The Ivy Coach Daily
May 20, 2023
What Is a Liberal Arts College and What Should Students Know?
It’s a term you’ve likely heard quite frequently as your child navigates the elite college admissions process: liberal arts college. But what exactly is a liberal arts college? And why do so many people fail to realize just how good these schools are? Many misconceptions surround the term and what constitutes a true liberal arts college. So let’s find out!
Defining “Liberal Arts College”
Liberal arts colleges are four-year institutions distinguished by their focus on the undergraduate experience. Many of these schools offer limited graduate studies — if at all. The schools tend to boast smaller student bodies with smaller class sizes. They tend to be more expensive than large public universities. And they emphasize the study of the arts, sciences, social sciences, and the humanities rather than pre-professional interests such as business or engineering.
In short, these institutions position themselves as bastions of learning to nourish the mind rather than prepare for a specific career. Of course, institutions that don’t dub themselves liberal arts colleges, including large public research universities offering pre-professional focuses as well, often emphasize their appreciation for the liberal arts too. So it can get confusing!
Misconceptions About Liberal Arts Colleges
But let’s clear up some confusion by debunking some commonly held misconceptions about liberal arts colleges.
Liberal arts colleges do not cater exclusively to students whose politics skew left of center. While we understand the name might be off-putting to some, the liberal in liberal arts colleges means freedom, and the full term essentially translates to freedom of the mind. America’s top liberal arts colleges seek out diversity of thought — they aim to admit students of all different political persuasions so their students’ beliefs will be questioned and even challenged.
Liberal arts colleges do not aspire to admit a homogenous student body all drawn from the upper echelons of the socioeconomic spectrum. Instead, liberal arts colleges endeavor to welcome a diverse incoming class — one filled with students of varying races, faiths, sexual orientations and gender identities, and socioeconomic statuses.
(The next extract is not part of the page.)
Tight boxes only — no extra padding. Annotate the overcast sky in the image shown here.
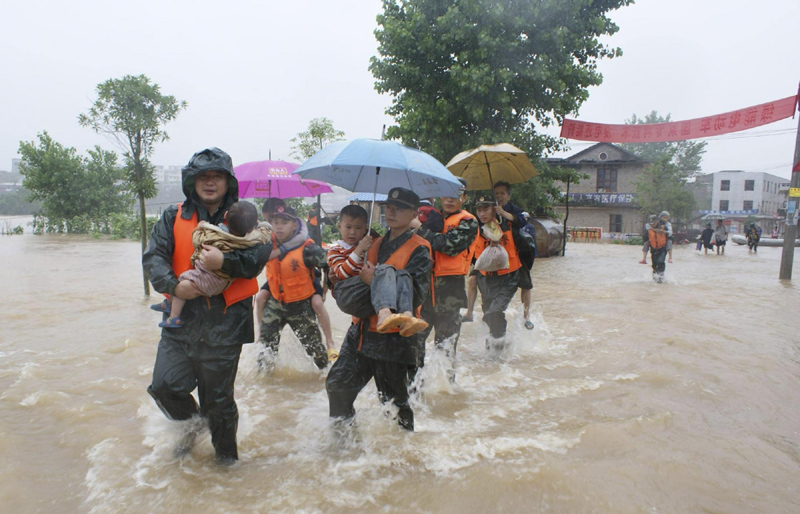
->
[0,0,800,178]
While it’s true that some liberal arts colleges — even some top ones — struggle to attract diverse students, these institutions remain steadfast in their pursuit of diversity.
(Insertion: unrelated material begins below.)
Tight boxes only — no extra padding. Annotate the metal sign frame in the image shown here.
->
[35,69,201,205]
The 25 Best Liberal Arts Colleges in 2023
For 20 straight years, Williams College has topped the annual US News & World Report ranking of “Best Liberal Arts Colleges.” And while Amherst College has taken the crown ten times since the inception of the US News rankings in 1987, the school typically plays bridesmaid to the Williams bride.
Below is the 2023 US News ranking of “Best Liberal Arts Colleges” in America:
|College/University||US News 2023 Rank|
|United States Naval Academy||#9|
|Claremont McKenna College||#9|
|United States Military Academy at West Point||#9|
|Washington and Lee University||#11|
|United States Air Force Academy||#18|
|University of Richmond||#18|
Advantages of Liberal Arts Colleges vs. Universities
While even large public universities often offer liberal arts curriculums, because of their focus on the undergraduate experience, liberal arts colleges tend to score high marks in their emphasis on teaching, interaction in the classroom, and vibrant extracurricular offerings.
As we at Ivy Coach always tell our students, one does not need to major in business to enjoy a thriving career on Wall Street. One does not need to major in biology (though one can at a public university or a liberal arts college!) to attend medical school. One does not need to attend an institution with a designated “pre-law” track to attend law school — nor does following such a track distinguish a candidate when applying to America’s top legal institutions.
America’s Top Liberal Arts Colleges Regretfully Lack Brand Recognition
America’s liberal arts colleges are some of our nation’s most prestigious, selective institutions. Some of these institutions offer far better educations than many schools ranked in the top 50 of the annual US News & World Report ranking of “Best National Universities.”
Yet outside of the United States — and even in certain parts of our country — many don’t realize just how top-notch and challenging to get into these schools are, which is a real shame. In fact, it’s a self-fulfilling prophecy why some of these schools struggle to attract diverse student bodies — despite their stated goals — since many international applicants and racially and socioeconomically diverse American students don’t have these schools at the top of their minds.
In short, many liberal arts colleges — even the very top ones — lack brand recognition. It’s a sad reality, one we hope will change in the years to come as more and more parents and students realize that America’s top liberal arts colleges offer some of the finest educations in all the world.